10.45am – 11.45am: Publishing news for students: Values-driven journalism, Dr. Cherian George

Since 2003, a small independent publisher in Singapore has been providing news and current affairs to readers aged 10-16. News For Kids publishes a monthly newspaper, What’s Up, and a quarterly magazine, Mix. While many adults assume that kids are self-absorbed and interested only in computer games, News For Kids takes children seriously, as individuals with a right to know about world affairs. Publisher Cherian George shares his experience with this unique experiment.

2.30pm – 4.30pm: Insider’s Guide to Getting Published

How can you tell if a manuscript is ready for submission or still needs another few rounds? What do you do when editors can’t relate to your story, your intent, or your cultural perspective? Many worthy manuscripts die in the slush pile because they just aren’t ready to be sent in. Get some tips here on getting through an entire writing project to produce submittable work, and finally create opportunities and earn an income from writing poetry, plays, books, films, articles, news stories or other forms of writing. There are choices you can make and action you can take to progress your career starting right now.

– Your manuscript: How do you know when you’re done?, Uma Krishnaswami

– How editors and agents make decisions, Anushka Ravishankar

– What to expect in terms of contracts, advances and editing if you are accepted by a publisher, Holly Thompson

– The Business of Writing: Sustaining Your Writing Career, Paul Kooperman

3.45pm – 4.45pm: Copyright issues in the emerging world of online content, Bill Rosenblatt

The Internet is both a blessing and a curse for writers, illustrators, photographers, and other content creators.  It provides a way to distribute content and achieve recognition at very little cost, yet it has become harder and harder for creators to monetize their content and assert their rights.  We will address issues related to copyright in the online world that affect content creators.  We will discuss options available to content creators for navigating tradeoffs between publicity and control in the online world.

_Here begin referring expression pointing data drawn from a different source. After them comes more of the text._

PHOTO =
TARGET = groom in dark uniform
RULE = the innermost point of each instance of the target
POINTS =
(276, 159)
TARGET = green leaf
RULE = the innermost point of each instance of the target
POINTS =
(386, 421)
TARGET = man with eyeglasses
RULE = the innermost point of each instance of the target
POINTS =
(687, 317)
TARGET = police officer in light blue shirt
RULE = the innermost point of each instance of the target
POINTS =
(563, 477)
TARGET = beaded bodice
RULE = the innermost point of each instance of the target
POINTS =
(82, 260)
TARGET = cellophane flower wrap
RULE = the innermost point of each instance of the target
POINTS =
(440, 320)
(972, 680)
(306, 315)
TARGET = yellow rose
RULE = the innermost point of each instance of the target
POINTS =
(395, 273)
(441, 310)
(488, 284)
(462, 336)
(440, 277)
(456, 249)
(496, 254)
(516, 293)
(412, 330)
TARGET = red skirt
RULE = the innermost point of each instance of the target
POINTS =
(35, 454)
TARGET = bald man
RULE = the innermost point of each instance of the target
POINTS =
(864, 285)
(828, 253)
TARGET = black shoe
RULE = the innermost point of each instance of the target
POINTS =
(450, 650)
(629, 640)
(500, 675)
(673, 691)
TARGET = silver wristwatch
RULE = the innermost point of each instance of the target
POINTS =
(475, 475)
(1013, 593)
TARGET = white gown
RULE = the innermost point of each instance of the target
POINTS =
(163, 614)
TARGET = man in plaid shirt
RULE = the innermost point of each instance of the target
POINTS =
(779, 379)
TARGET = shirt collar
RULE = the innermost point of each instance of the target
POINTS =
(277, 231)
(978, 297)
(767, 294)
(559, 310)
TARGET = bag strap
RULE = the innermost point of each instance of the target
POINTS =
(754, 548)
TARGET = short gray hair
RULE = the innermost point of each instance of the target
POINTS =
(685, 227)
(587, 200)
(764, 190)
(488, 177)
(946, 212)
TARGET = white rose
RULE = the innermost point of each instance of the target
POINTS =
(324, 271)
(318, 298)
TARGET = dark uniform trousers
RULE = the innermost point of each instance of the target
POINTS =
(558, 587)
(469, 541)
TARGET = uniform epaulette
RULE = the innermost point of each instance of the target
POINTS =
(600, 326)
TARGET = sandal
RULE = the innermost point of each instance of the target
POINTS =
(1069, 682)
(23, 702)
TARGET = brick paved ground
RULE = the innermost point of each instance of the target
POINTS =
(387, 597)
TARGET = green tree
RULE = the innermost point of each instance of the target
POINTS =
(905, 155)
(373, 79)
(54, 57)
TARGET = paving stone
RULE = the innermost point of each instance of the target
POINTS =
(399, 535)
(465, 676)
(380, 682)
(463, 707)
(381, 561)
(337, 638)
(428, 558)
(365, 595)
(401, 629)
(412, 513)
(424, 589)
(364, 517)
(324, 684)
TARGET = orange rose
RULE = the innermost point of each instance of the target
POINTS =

4.45pm – 5.45pm: Adding value to your products: Printing and production techniques for children’s materials, Teri Tan

Children’s books are among the most innovative (and challenging) of all book segments. Often, the quest is to make sure the books are interactive, visually attractive, engaging and one-of-a-kind. For print manufacturers, rehashing old techniques and combining them with new materials (and tricks) to up the wow factor is par for the course. For the book people, knowing what is possible and practical, and keeping up with the latest market trend, is crucial to their success.

4.45pm – 5.45pm: Multilingual Pluralities in Picture Books, Radhika Menon

Multicultural publishing has been the buzzword in children’s publishing, especially in English, for quite a few years now. It is clear that for books from one culture to find acceptance in another, it has to fit into the pre-conceived notions of that culture. Anything different is considered difficult and unfamiliar, too region-specific. These attitudes are true of children’s publishers everywhere. Most publish in the dominant language of the region and cater to the mainstream middle-class market. Unless books from a country reflect the pluralities in languages and cultures of the region, unless authors, illustrators and translators create and engage with culturally distinctive texts and visuals of their respective countries, the books will continue to create and promote stereotypical notions of a culture. Books in different languages and in translation have to grow in quantity, quality and confidence in order to reflect and respect multilingual pluralities.  How can we make this happen – sharing the Tulika experience.